Sin embargo, en nuestros días la humanidad también se encuentra en la hora extrema de la agonía, y a ella el Señor parece dirigirle como nunca los últimos llamamientos de su adorable Corazón. Él «la caña cascada no la quebrará, la mecha vacilante no la apagará» (Is 42, 3). ¿Quién puede alcanzar los insondables arcanos del Corazón de Jesús para la Santa Iglesia en la actual crisis contemporánea?
A los últimos tiempos se le ha reservado la gracia de oír la voz elocuente del Corazón de Jesús, que hará que el mundo se inflame del amor divino
En el siglo xiii, San Juan Evangelista presagiaba algo de ese futuro de gloria en una comunicación mística a Santa Gertrudis: «Mi ministerio, en aquellos primeros tiempos de la Iglesia, debía ceñirse a decir del Verbo divino, Hijo eterno del Padre, algunas palabras fecundas que la inteligencia de los hombres pudiera siempre meditar, sin agotar jamás sus riquezas; pero a los últimos tiempos se le ha reservado la gracia de oír la voz elocuente del Corazón de Jesús. A esta voz, el mundo envejecido rejuvenecerá; saldrá de su letargo y el calor del amor divino lo inflamará aún más».8
Por consiguiente, no dejemos que se pierda esta llave preciosa del Cielo, porque «se acerca la hora, ya está aquí, en que los verdaderos adoradores adorarán al Padre en espíritu y verdad, porque el Padre desea que lo adoren así» (Jn 4, 23). Unámonos a la Santísima Virgen, que durante nueve meses llevó al divino Redentor en su claustro, y pidámosle que presente nuestro acto de desagravio no sólo mediante las comuniones de los nueve primeros viernes, sino quizá con una vida entera seriamente transcurrida en santidad.

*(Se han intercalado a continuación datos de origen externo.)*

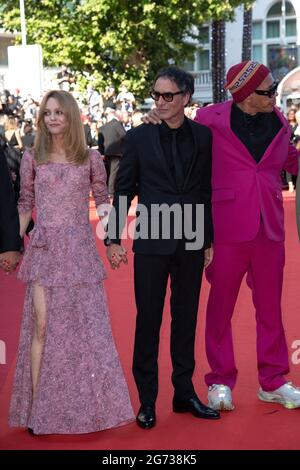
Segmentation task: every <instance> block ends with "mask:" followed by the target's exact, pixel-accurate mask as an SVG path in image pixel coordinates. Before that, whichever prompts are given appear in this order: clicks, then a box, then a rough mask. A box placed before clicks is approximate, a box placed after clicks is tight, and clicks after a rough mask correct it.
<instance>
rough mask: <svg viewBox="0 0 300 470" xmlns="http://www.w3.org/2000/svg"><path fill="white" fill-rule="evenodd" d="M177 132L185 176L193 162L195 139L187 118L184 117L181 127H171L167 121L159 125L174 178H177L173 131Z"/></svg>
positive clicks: (186, 175)
mask: <svg viewBox="0 0 300 470" xmlns="http://www.w3.org/2000/svg"><path fill="white" fill-rule="evenodd" d="M173 132H175V133H176V143H177V156H176V158H180V160H181V164H182V169H183V173H184V175H183V176H184V178H185V177H186V176H187V174H188V171H189V167H190V165H191V163H192V159H193V153H194V140H193V134H192V131H191V129H190V126H189V123H188V120H187V118H186V117H185V118H184V121H183V123H182V125H181V126H180V127H178V128H177V129H171V128H170V127H169V126H168V125H167V123H166V122H165V121H163V122H162V124H161V125H160V126H159V137H160V143H161V146H162V149H163V152H164V155H165V158H166V160H167V164H168V167H169V168H170V170H171V172H172V174H173V176H174V178H175V168H174V162H173V155H172V133H173Z"/></svg>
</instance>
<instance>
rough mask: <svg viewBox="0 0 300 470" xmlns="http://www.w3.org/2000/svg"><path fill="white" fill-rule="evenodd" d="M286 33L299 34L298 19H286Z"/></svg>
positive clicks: (286, 33) (285, 24)
mask: <svg viewBox="0 0 300 470" xmlns="http://www.w3.org/2000/svg"><path fill="white" fill-rule="evenodd" d="M285 35H286V36H287V37H291V36H297V25H296V20H286V21H285Z"/></svg>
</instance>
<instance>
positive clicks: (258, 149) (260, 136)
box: [230, 103, 282, 163]
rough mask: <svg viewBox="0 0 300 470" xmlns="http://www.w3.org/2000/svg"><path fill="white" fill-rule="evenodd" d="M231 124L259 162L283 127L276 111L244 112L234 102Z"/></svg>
mask: <svg viewBox="0 0 300 470" xmlns="http://www.w3.org/2000/svg"><path fill="white" fill-rule="evenodd" d="M230 125H231V129H232V131H233V132H234V133H235V135H236V136H237V137H238V138H239V139H240V140H241V141H242V142H243V144H244V145H245V147H246V148H247V149H248V150H249V152H250V154H251V155H252V157H253V158H254V160H255V161H256V162H257V163H259V162H260V160H261V158H262V157H263V155H264V153H265V151H266V150H267V148H268V146H269V145H270V143H271V142H272V140H273V139H274V137H275V136H276V134H277V133H278V131H279V130H280V129H281V127H282V123H281V121H280V119H279V118H278V116H277V115H276V113H275V112H274V111H273V112H272V113H257V114H255V115H254V116H252V115H250V114H247V113H244V112H243V111H242V110H241V109H240V108H239V107H238V106H237V105H236V104H235V103H233V104H232V108H231V117H230Z"/></svg>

Necesitamos, pues, dirigirnos al Corazón de Jesús «como fuente de gracias calculadas para la época de Revolución, calculadas para las épocas difíciles que vendrán, y pedir que el Corazón de Jesús, regenerador por la sangre y por el agua que de Él salieron, nos lave. Ésa es propiamente la oración magnífica que los viernes y, sobre todo, el primer viernes de mes y el Viernes Santo se ha de considerar».9 ◊
Notas
1 RAMLOT, OP, Marie-Léon; GUILLET, SJ, Jacques. «Promesas». In: LÉON-DUFOUR, SJ, Xavier (Org.). Vocabulario de teología bíblica. 17.ª ed. Barcelona: Herder, 1996, p. 731.
2 Las palabras textuales de la revelación del Sagrado Corazón de Jesús han sido tomadas de la obra: SAENZ DE TEJADA, SJ, José María. Vida y obras principales de Santa Margarita María de Alacoque. Madrid: Cor Jesu, 1977, p. 57.

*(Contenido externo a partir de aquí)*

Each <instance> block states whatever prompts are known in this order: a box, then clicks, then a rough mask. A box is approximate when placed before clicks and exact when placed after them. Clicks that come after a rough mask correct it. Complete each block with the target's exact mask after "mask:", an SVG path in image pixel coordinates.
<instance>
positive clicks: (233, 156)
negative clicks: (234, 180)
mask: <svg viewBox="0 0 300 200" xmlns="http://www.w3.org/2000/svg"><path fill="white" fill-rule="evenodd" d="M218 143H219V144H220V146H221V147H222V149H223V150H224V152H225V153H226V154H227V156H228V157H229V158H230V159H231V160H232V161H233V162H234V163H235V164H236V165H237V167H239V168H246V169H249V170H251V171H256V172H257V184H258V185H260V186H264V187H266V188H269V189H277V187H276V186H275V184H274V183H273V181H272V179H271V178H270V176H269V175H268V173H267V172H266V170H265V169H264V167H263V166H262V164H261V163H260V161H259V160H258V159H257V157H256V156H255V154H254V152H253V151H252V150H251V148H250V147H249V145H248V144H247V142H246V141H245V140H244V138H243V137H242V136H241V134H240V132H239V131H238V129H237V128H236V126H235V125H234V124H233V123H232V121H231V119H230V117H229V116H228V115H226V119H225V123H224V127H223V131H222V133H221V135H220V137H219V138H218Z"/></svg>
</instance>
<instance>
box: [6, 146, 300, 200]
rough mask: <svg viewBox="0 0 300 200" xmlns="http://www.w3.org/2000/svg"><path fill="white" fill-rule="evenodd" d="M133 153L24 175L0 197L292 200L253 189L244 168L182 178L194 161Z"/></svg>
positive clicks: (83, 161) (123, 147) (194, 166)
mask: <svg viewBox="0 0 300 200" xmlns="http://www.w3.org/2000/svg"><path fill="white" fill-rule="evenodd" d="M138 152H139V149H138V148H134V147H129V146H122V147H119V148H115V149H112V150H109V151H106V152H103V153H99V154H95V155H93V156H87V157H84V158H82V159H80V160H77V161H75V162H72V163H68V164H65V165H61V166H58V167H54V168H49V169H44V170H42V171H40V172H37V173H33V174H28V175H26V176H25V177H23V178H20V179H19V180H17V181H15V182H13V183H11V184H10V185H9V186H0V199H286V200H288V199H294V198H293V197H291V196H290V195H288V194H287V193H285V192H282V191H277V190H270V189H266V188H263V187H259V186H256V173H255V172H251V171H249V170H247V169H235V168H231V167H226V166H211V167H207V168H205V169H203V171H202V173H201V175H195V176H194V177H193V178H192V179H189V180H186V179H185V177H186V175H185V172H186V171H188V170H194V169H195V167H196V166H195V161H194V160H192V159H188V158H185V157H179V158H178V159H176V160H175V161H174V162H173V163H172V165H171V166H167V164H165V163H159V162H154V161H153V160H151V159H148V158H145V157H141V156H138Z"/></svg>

3 Cf. CROISET, SJ, Jean. La dévotion au Sacré-Cœur de Notre Seigneur Jésus-Christ. 2.ª ed. Paris: Quillau, 1741, p. 11.
4 LADAME, Jean. Doutrina e espiritualidade de Santa Margarida Maria. São Paulo: Loyola, 1985, p. 81.

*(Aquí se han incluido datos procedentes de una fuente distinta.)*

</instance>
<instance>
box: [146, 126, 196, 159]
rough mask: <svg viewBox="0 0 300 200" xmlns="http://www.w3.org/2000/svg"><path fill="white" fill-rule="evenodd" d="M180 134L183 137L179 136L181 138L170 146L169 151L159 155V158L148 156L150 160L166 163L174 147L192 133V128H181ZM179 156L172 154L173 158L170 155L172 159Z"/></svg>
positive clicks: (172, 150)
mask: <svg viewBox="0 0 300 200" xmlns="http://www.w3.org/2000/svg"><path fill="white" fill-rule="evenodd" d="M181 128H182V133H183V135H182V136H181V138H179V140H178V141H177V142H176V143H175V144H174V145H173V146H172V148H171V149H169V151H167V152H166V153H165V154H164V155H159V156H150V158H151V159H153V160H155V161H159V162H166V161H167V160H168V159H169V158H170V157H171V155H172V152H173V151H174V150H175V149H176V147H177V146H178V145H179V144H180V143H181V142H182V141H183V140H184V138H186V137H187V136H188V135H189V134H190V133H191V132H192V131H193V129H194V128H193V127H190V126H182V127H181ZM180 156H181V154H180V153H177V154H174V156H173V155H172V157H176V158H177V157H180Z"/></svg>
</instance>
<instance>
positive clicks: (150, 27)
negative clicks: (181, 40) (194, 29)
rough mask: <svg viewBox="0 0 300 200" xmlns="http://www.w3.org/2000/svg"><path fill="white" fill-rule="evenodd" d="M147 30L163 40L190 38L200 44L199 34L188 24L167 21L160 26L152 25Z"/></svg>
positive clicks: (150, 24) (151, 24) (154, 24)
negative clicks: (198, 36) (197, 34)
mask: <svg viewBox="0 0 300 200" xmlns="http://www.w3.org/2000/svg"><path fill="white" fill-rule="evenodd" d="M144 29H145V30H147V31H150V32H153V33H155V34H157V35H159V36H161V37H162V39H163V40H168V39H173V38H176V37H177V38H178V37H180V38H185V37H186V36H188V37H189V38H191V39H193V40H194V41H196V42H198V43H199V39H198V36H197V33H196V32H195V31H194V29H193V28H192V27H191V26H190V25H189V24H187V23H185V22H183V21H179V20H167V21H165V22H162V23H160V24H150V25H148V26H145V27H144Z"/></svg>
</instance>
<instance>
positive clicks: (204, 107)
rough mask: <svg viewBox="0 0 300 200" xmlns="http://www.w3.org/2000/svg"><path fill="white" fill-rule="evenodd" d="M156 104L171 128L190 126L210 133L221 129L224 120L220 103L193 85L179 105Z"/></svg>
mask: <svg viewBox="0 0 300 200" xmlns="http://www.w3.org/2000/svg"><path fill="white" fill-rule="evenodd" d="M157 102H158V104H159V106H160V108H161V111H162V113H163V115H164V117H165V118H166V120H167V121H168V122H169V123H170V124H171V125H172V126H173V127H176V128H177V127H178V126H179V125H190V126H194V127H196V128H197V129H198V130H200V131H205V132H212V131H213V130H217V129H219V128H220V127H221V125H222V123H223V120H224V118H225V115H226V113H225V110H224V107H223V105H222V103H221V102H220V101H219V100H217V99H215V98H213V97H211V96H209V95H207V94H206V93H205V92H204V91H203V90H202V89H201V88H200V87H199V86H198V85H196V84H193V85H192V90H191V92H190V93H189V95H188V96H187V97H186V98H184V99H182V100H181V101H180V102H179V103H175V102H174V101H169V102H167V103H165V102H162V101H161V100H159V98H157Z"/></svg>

5 Así consta en la queja que el Señor le expresó a Santa Margarita, en junio de 1675: «No recibo de la mayor parte [de los hombres] sino ingratitud, ya por sus irreverencias y sus sacrilegios, ya por la frialdad y desprecio con que me tratan en este sacramento de amor. Pero lo que me es aún mucho más sensible, es que son corazones que me están consagrados, los que así me tratan. Por esto te pido que sea dedicado el primer viernes, después de la octava del Santísimo Sacramento, a una fiesta particular para honrar mi Corazón, comulgando ese día y reparando su honor por medio de un respetuoso ofrecimiento, a fin de expiar las injurias que ha recibido durante el tiempo que ha estado expuesto en los altares» (SANTA MARGARITA MARÍA ALACOQUE. Autobiografía. Bilbao: El Mensajero, 1890, pp. 187-188).
6 Cf. SANTO TOMÁS DE AQUINO. Suma Teológica. III, q. 80, a. 5, ad 1.
7 SALVADOR DO CORAÇÃO DE JESUS, OFM Cap. A grande promessa do Sacratíssimo Coração de Jesus. 95.ª ed. São Paulo: Loyola, 2014, p. 9.
8 PRÉVOT, SCJ, André. Amor, paz e alegria. Mês do Sagrado Coração de Jesus segundo Santa Gertrudes. Taubaté: Publicações S.C.J., 1937, p. 20.
9 CORRÊA DE OLIVEIRA, Plinio. Conferencia. São Paulo, 4/3/1965.